Au total, les réacteurs avaient le droit de produire 2623 TWh supplémentaires à compter du 1er Janvier 2000 correspondant à une durée théorique d´exploitation de chaque centrale de 32 ans. La loi accordait une certaine souplesse dans l´utilisation des quotas alloués (le report de quota d´une centrale vers une autre plus récente était possible). Il n´y avait pas non plus de dates butoirs de fermeture des centrales donc le temps d´arrêt d´un réacteur ne comptait pas mais la consommation du quota entrainait l´arrêt définitif de la centrale. De plus la loi de 2002 interdisait la construction de nouvelles centrales nucléaires ainsi que le transport du combustible irradié vers les centres de retraitement à partir de juillet 2005 et obligeait les exploitants à stocker le combustible irradié sur les sites des centrales.

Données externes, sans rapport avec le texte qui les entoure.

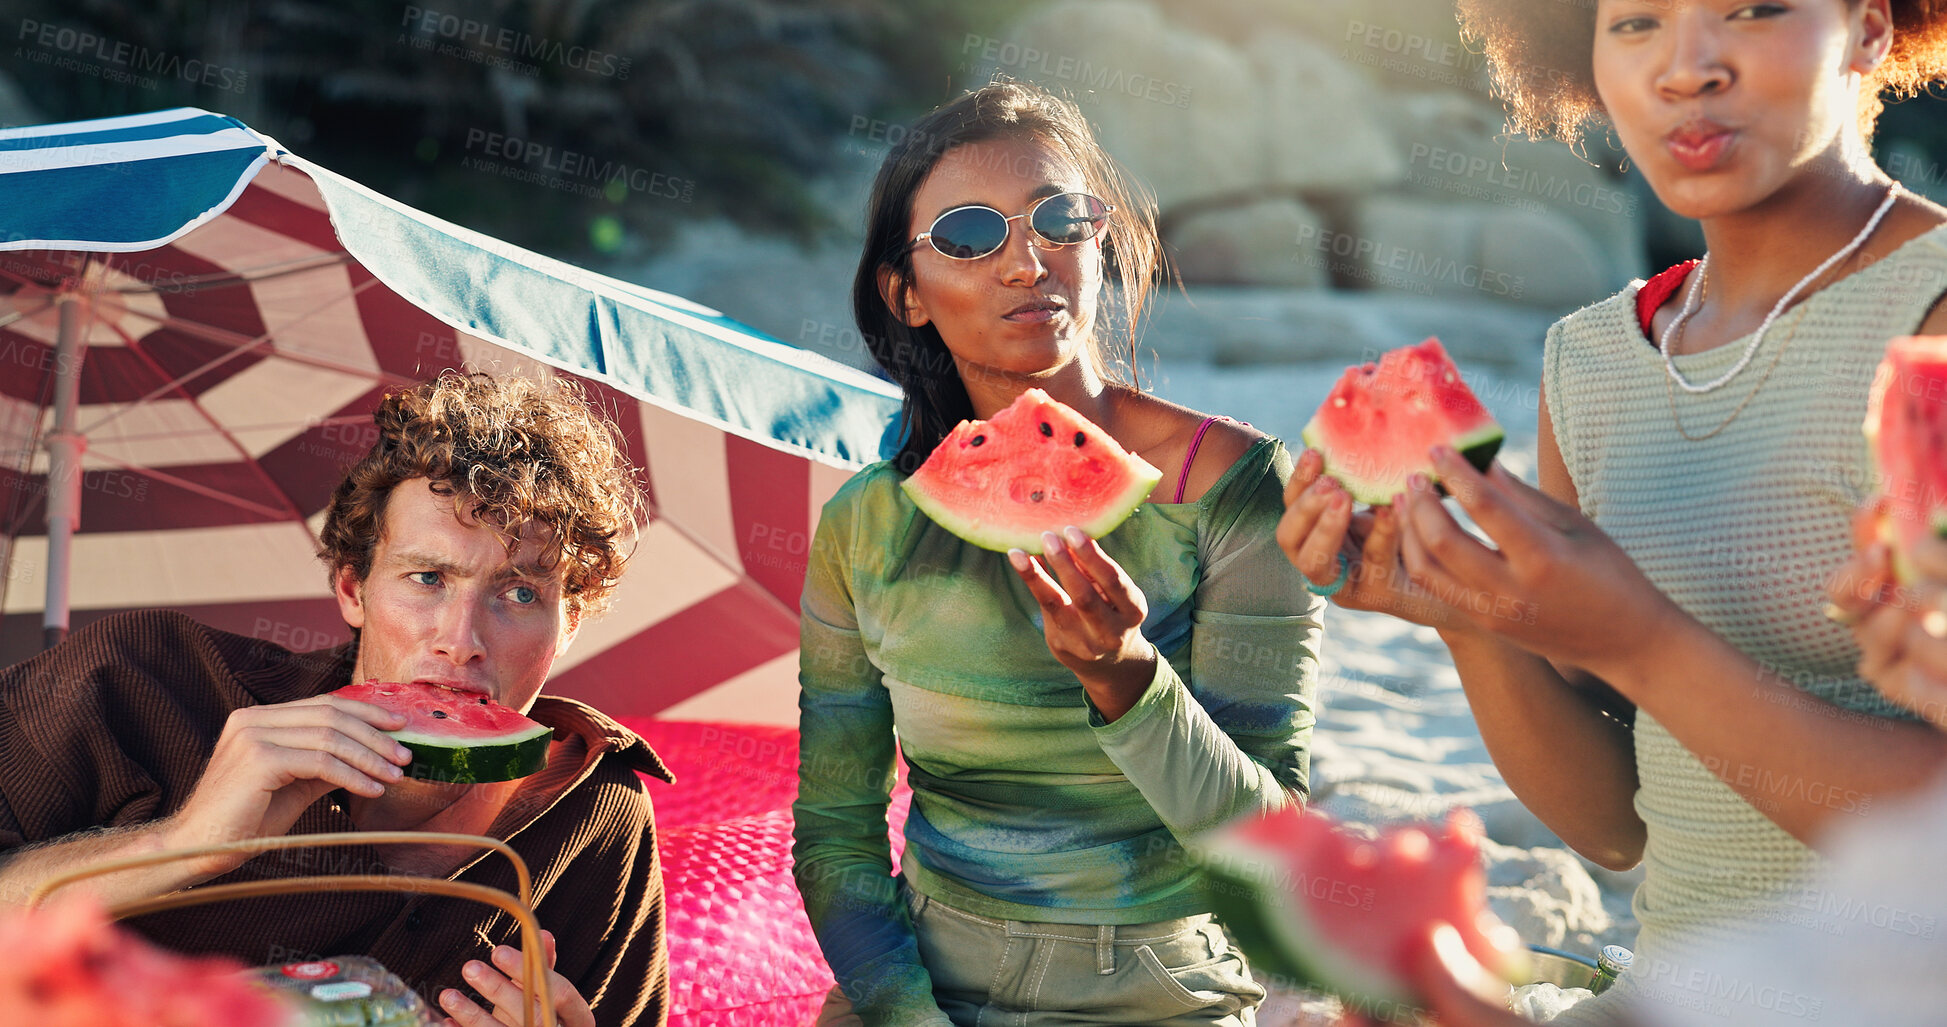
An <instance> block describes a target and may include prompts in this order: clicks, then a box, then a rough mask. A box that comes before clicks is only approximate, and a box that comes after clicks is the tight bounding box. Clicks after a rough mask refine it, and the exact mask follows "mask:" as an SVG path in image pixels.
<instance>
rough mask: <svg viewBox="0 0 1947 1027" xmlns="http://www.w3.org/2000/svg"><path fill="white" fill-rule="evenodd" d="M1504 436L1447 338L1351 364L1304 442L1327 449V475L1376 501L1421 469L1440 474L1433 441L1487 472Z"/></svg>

Selon le 11e amendement à la « loi Atomique de 2010 » (AtG 2010), le nucléaire devait bénéficier d’une prolongation de fonctionnement au titre de technologie de transition « Brückentechnologie » dans le cadre du concept énergétique 2050 pour aller vers le 80% renouvelable  (Lauer 2011a).  La prolongation se faisait par l´attribution de ~ 1804 TWh supplémentaires sans limitation de durée, quota attribué individuellement à chaque centrale, correspondant à un allongement de durée d´exploitation de 12 ans en moyenne.

Toutefois, cet allongement de la durée de production des centrales nucléaires se révéla impopulaire. Fukushima, mars 2011, fournit l’occasion de faire marche arrière (Lauer 2011b).

Le 13e amendement à la « loi Atomique 2011 » (AtG 2011) entérine la fermeture immédiate et définitive de 8 réacteurs. Pour les 9 restants : retour aux quotas d´ électricité de 2002 (Quotas de production restants au 31.12.2013: 693 TWh) avec introduction d´une date finale d´exploitation fixe (arrêt des derniers réacteurs fin 2022)

Il n´ y avait aucune raison valable, technique ou de sûreté pour la sortie accélérée du nucléaire après l´accident de Fukushima. Le gouvernement allemand a décidé cette sortie sous la pression de l´opinion publique dans le contexte d’une année électorale délicate et sans aucune concertation avec ses partenaires européens.

La figure 4 montre les dates d´arrêt définitif des centrales nucléaires après entrée en vigueur de la « loi atomique 2011 ». En 2011 l’Allemagne a fermé d´un coup huit centrales nucléaires d’une capacité nette de ~ 8 400 MW dont 5000 MW en Allemagne du sud.

Fig 4 La sortie du nucléaire d‘ici 2022
Fig. 4 Dates d´arrêt définitif des centrales nucléaires après entrée en vigueur de la « loi Atomique 2011

A partir de 2015 la capacité nucléaire est progressivement diminuée. La centrale de Grafenrheinfeld en Bavière a été arrêtée définitivement en juin 2015, la centrale de Gundremmingen B, également en Bavière, fin 2017 (Allemagne-Energies 2018a) et la tranche 2 de la centrale de Philippsburg (Bade-Wurtemberg) le 31.12.2019 (Allemagne-Energies 2019).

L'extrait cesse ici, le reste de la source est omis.